As this moment I realised how difficult it can be for the birth partner make that room your own, especially if you have followed my advice and stayed at home as long as possible. If you have waited and left it until the last minute, mum is likely to be at the end of the first stage of labour or moving into second stage (as my client was, but who told me she “had ages and ages to go”) and not to be thinking consciously about the room.

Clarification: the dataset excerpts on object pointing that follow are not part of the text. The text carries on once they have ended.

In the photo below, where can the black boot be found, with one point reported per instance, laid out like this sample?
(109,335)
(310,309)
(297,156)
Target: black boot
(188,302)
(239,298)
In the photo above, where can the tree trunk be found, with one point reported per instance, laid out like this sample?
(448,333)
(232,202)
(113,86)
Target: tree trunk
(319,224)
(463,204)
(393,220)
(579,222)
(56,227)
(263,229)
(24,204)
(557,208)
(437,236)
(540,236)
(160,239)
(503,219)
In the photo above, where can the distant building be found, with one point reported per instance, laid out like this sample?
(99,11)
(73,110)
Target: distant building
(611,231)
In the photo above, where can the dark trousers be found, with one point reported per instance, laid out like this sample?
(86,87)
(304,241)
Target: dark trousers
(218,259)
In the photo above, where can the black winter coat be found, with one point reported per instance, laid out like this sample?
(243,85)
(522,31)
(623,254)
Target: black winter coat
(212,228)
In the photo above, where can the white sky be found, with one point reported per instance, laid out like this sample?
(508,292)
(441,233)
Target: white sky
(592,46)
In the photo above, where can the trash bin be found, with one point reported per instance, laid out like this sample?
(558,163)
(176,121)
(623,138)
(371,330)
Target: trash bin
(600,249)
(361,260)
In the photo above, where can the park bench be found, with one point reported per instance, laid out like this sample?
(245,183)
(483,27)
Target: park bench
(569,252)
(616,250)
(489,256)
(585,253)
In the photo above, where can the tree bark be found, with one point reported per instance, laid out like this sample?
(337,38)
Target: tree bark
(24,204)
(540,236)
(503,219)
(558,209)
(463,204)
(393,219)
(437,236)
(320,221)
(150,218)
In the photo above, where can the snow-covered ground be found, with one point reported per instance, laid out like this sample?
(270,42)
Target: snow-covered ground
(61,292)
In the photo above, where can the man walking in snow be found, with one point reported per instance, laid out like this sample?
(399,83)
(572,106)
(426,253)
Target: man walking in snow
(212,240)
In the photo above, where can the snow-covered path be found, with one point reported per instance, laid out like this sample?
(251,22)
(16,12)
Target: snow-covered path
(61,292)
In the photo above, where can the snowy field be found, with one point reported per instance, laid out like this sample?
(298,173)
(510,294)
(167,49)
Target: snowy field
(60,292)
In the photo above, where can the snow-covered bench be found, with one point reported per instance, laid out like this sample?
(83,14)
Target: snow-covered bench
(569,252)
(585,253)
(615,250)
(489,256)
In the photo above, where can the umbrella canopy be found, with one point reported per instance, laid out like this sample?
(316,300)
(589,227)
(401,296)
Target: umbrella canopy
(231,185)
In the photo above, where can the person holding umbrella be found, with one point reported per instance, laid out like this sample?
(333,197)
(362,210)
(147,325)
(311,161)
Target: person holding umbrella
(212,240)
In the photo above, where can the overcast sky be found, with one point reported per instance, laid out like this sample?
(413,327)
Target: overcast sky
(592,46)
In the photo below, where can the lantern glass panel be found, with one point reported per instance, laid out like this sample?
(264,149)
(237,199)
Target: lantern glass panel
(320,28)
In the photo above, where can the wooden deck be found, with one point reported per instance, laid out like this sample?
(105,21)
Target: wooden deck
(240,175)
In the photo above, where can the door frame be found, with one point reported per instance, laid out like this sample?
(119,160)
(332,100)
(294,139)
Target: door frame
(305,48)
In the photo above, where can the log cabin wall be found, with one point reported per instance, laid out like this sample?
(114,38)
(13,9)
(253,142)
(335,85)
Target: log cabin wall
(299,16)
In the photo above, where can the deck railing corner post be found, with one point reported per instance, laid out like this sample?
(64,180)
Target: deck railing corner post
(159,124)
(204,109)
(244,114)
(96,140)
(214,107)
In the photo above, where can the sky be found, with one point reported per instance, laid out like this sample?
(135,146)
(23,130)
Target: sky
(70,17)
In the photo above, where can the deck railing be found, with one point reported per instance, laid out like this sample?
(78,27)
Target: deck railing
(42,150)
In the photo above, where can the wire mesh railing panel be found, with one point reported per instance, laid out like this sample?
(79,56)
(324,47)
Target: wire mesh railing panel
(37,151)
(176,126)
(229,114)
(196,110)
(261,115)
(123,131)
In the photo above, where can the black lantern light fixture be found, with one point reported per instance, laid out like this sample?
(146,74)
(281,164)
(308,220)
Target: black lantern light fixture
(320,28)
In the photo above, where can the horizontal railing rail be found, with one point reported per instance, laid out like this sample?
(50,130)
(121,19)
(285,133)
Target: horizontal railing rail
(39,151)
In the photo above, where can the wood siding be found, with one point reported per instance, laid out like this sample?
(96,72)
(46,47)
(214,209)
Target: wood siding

I dropped some lavender oil on her pillow (it had been anchored), turned all the lights out including the resus unit, put the background music to our cd on via my iphone, and starting counting her down with each tightening – interweaving the numbers with some positive suggestion, with no intent for conversation. The room changed instantly, dad said it was as if I had waved a magic wand over it. Baby was born smoothly in around 2.5 hours.
So my first birth.  I learned so much about what it’s like for the birth partner, and had a great experience, in fact it was a amazing to see the techniques we teach work so well. The most important thing I learned was keep it simple, don’t create too much work for yourself, prepare well using hypnosis so you react unconsciously in a positive way to triggers such as aromatherapy and music. You don’t have to rearrange the furniture if it makes you feel awkward (or if you feel your partner needs you more than she needs the room being moved around), and you won’t always get what you ask for straight away if the unit is busy – but do ask.
Tips for a birth partner
These are the three things that I now always do straight away on walking into a hospital room that mum and dad are unfamiliar with.
. Turn all the lights out, perhaps apart from a little lamp/reading light turned towards the wall
. anchor a smell such as lavender to feeling calm, confident and focused, just drop them on the pillow if hot rocks or diffusers aren’t forthcoming. You don’t need to have to buy equipment.
. make sure that your music or hypnosis mp3s are on your phone or your own equipment to play. Put this music on straight away.
These three things, provided mum has practiced her hypnosis techniques, everyday, will mean that she will very quickly respond physically and emotionally going into a calmer space. Giving the birthing partner time to get on with other things or to just be there with her, whispering words of encouragement. Â It really is as simple as that to create the right space for birth.